I vaguely remembered being unable to hold my eyes open last night and leaning over to lie on his shoulder. I wish I’d been awake for more of that. I felt like I had missed out. But then, if I’d been awake, there was no way I would have slept on him.
Wearing this shirt all day was tempting, but that would make me creepy. I pulled it off and started to throw it into the dirty clothes hamper and stopped. I dropped it onto my bed instead. I was sleeping in it tonight, and I wasn’t going to let myself think about how weird that was.
Agreeing to go over to his house again so soon was probably a bad idea. It made things appear as if they were moving too fast.

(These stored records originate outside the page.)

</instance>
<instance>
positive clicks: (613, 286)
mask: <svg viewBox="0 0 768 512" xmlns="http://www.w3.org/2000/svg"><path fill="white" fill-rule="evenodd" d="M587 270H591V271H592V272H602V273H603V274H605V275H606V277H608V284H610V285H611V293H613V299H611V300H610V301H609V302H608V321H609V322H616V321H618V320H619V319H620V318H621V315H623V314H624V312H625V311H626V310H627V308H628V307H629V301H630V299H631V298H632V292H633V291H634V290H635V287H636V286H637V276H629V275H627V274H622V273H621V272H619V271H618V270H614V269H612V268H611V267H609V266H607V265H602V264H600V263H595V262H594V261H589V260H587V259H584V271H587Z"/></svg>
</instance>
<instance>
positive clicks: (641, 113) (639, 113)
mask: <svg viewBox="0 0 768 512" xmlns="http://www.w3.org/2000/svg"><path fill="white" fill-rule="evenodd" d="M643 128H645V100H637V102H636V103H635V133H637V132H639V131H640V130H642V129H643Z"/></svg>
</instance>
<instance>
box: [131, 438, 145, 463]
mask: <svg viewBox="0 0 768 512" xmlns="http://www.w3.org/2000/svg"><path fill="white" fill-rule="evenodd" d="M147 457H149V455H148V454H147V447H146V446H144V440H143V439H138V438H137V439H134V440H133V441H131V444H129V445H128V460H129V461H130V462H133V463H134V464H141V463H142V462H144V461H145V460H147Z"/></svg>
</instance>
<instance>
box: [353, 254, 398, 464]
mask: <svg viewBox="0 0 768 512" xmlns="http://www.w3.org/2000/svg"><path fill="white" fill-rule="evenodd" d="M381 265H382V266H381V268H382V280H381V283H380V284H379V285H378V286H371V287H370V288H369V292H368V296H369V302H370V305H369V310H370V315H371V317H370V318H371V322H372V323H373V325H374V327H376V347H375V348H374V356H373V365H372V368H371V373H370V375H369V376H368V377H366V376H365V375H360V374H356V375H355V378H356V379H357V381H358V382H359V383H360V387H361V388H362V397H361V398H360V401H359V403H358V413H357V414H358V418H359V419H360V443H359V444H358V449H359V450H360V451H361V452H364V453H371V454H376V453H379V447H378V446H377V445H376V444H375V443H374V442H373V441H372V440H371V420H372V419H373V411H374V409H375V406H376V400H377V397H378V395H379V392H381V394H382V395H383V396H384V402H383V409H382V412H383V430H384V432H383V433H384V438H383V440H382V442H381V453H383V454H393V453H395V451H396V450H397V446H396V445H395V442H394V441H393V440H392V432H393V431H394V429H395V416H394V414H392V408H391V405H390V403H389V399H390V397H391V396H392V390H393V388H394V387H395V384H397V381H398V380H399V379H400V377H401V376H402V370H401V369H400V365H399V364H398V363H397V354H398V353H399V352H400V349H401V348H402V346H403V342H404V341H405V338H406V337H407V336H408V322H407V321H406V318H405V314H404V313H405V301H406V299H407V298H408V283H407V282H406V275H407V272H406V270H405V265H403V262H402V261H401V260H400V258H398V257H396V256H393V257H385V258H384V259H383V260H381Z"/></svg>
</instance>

I had to protect my heart with this man. I already knew he had the power to shatter me. But when he had said he wasn’t seeing London anymore, I had caved.
Knowing he didn’t want to be a part of the world she lived in eased my mind. Tripp never spoke of his parents, and they didn’t live in Rosemary Beach. They hadn’t been in Rosemary since Jace’s funeral. But summer would be back soon. What if they returned? Tripp hadn’t had to deal with them yet. Would they push him? Would he run away again? I couldn’t get onto his bike and ride away. Even if he asked me to. My life was here. My job, my friends, my security blanket. Everything was here.